Now for partitioning I am adding a new column, voyage_sdd, which is the date portion of voyage.std. I partition the fact tables and the voyage table on the new date column. Query then becomes this:

select voyage.std -- timestamp
     , person.name
     , fact1.score score_1
     , fact2.score score_2
from fact1
     join voyage on voyage.voyage_sk = fact1.voyage_sk
     join person on person.person_sk = fact1.person_sk
left join fact2  on fact2.person_sk  = person.person_sk
where voyage.std = '2016-02-02 14:33:00'
and voyage.voyage_sdd = '2016-02-02'
and fact1.voyage_sdd = '2016-02-02'
and fact2.voyage_sdd = '2016-02-02'

This last line makes fact2 an inner join. If I leave the last line out, then the query still works and returns the correct data, but it is less efficient than the non-partitioned query because it has to scan all the partitions.

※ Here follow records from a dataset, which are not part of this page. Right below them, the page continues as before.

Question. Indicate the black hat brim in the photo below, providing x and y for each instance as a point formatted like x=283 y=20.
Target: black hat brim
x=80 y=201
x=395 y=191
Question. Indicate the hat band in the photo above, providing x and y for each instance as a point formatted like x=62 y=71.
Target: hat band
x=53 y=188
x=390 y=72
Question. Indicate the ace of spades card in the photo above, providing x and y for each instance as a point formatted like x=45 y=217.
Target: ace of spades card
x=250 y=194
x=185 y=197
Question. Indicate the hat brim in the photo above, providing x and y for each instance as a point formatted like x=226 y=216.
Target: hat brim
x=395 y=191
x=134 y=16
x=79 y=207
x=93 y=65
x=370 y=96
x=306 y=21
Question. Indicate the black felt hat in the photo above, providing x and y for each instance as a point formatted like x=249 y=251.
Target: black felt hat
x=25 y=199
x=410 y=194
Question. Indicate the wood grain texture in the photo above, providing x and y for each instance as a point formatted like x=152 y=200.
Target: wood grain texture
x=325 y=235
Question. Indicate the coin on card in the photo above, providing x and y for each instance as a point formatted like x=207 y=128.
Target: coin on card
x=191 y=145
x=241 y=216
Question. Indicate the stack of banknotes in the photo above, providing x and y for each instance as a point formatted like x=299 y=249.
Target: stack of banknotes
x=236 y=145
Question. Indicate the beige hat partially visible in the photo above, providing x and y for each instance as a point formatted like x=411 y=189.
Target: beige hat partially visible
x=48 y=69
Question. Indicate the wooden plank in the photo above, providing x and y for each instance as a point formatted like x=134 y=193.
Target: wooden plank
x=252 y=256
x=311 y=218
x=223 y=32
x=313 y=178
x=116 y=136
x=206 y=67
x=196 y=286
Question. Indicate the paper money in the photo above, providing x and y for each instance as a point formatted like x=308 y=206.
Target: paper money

If I leave fact2 unpartitioned then I am getting a slight performance improvement in our test environment which only has a small data set, I am hoping that this will improve when we get some more disk space and a representative amount of data in test.

So to reiterate my question, how can I partition fact2 and still have a left join to it?

Update This works:

select voyage.std -- timestamp
     , person.name
     , fact1.score score_1
     , fact2.score score_2
from voyage 
     join person on person.person_sk = fact1.person_sk
     join fact1  on fact1.voyage_sk  = voyage.voyage_sk and fact1.voyage_sdd = voyage.voyage_sdd
left join fact2  on fact2.person_sk  = person.person_sk and fact2.voyage_sdd = voyage.voyage_sdd
where voyage.std = '2016-02-02 14:33:00'
and voyage.voyage_sdd = '2016-02-02'

The optimizer knows that the fact2 (and fact1) tables are partitoned on the join key, and that since the voyage table has a constraint on the join key, the fact table partitions can be eliminated.


Solution

  • First, where (right_table.date_key = '2016-02-02' or right_table.date_key is null) the or condition on the NULL might be the issue blocked partition elimination.

    Second, for the question of "how to partition f2". Most time, I always partition on 'date', since most of DW queries will have a predicate to narrow down the 'date'. Like you did at the last line fact2.voyage_sdd = '2016-02-02'.

    Furthermore, I would include ALL the partition columns in the 'join' column if that's following your business logic. In that case, if optimizer support dynamic partition elimination through joins, like GPORCA (http://pivotal.io/big-data/white-paper/optimizing-queries-over-partitioned-tables-in-mpp-systems), then you can benefit from it.

    Hope that answered your question.